Chocolaterunsjudy recently posted…5 Tips to Sail through your First Colonoscopy
Deborah Brooks says
Running has helped me through grieving in the past and I know it will now with a more recent loss. It can be a very cathartic experience
Lacey@fairytalesandfitness says
Running is a huge stress reliever for me. Some times even when I don’t feel like running, I am always happy after I did it.
Darlene S Cardillo says
Definitely a run. It really helps and with others to chat with. They can provide support.
A race…it makes you forget because you have to focus on something else.
Jenny says
Yes, yes yes! Sometimes I also feel like a long run can exhaust my busy brain and bring on a sense of peace. Sorry you’re going through a hard time… I’m glad you have running to help you through.
Renée says
Running is definitely a great way to work through grief. I’ve done it many times. And that’s usually too when I put on music that reminds me of someone I’m grieving so that I can cry to my hearts content (I’m a terrible cryer, but when it happens it’s Niagara Falls!) It’s of course a termporary solution, but it can definitely make us feel just a tiny bit better.

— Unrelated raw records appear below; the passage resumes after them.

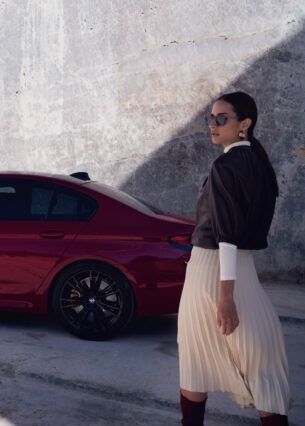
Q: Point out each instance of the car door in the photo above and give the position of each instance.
(38, 222)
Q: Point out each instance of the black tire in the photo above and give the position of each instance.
(93, 300)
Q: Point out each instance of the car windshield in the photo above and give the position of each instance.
(121, 196)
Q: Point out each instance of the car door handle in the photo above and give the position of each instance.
(52, 234)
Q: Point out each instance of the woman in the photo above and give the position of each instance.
(229, 335)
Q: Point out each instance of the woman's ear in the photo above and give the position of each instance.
(246, 123)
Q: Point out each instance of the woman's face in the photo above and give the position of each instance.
(228, 133)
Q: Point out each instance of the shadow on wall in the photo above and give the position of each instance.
(173, 175)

you all have been dealt some blows lately and are in my thoughts x
Erica @ Erica Finds says
I agree that running heals and helps to let me feel all of my feelings and have time to process.
I’m sorry for your losses and hope that you have better times ahead. Sending virtual good vibes and hugs from Chicago.
Montana @ Pretty Lil Mudder says
Agree with all of this! I wish I had been a runner when my grandmother passed- it probably would have been a better outlet for my emotions. I always go for a run when I’m dealing with a lot of stress and negative emotions though, it really helps me to process everything in a safe and effective way.
Montana @ Pretty Lil Mudder recently posted…CBD: What Is It and How Does It Benefit Athletes?
Coco says
These are great insights. I definitely pounded out some grief in my running shoes after my Dad passed away — it helped for reasons you said — I could reminisce, cry, be angry, and exhaust myself all in one long run.
I’m sorry for your grief.
Zenaida Arroyo says
Running has helped me tremendously during these past two years. There have been many emotions with my mom’s stroke, Covid, school, etc. and I looked forward each morning to my run. Now I am not running everyday anymore but for now am feeling calm. Let’s see how long that lasts!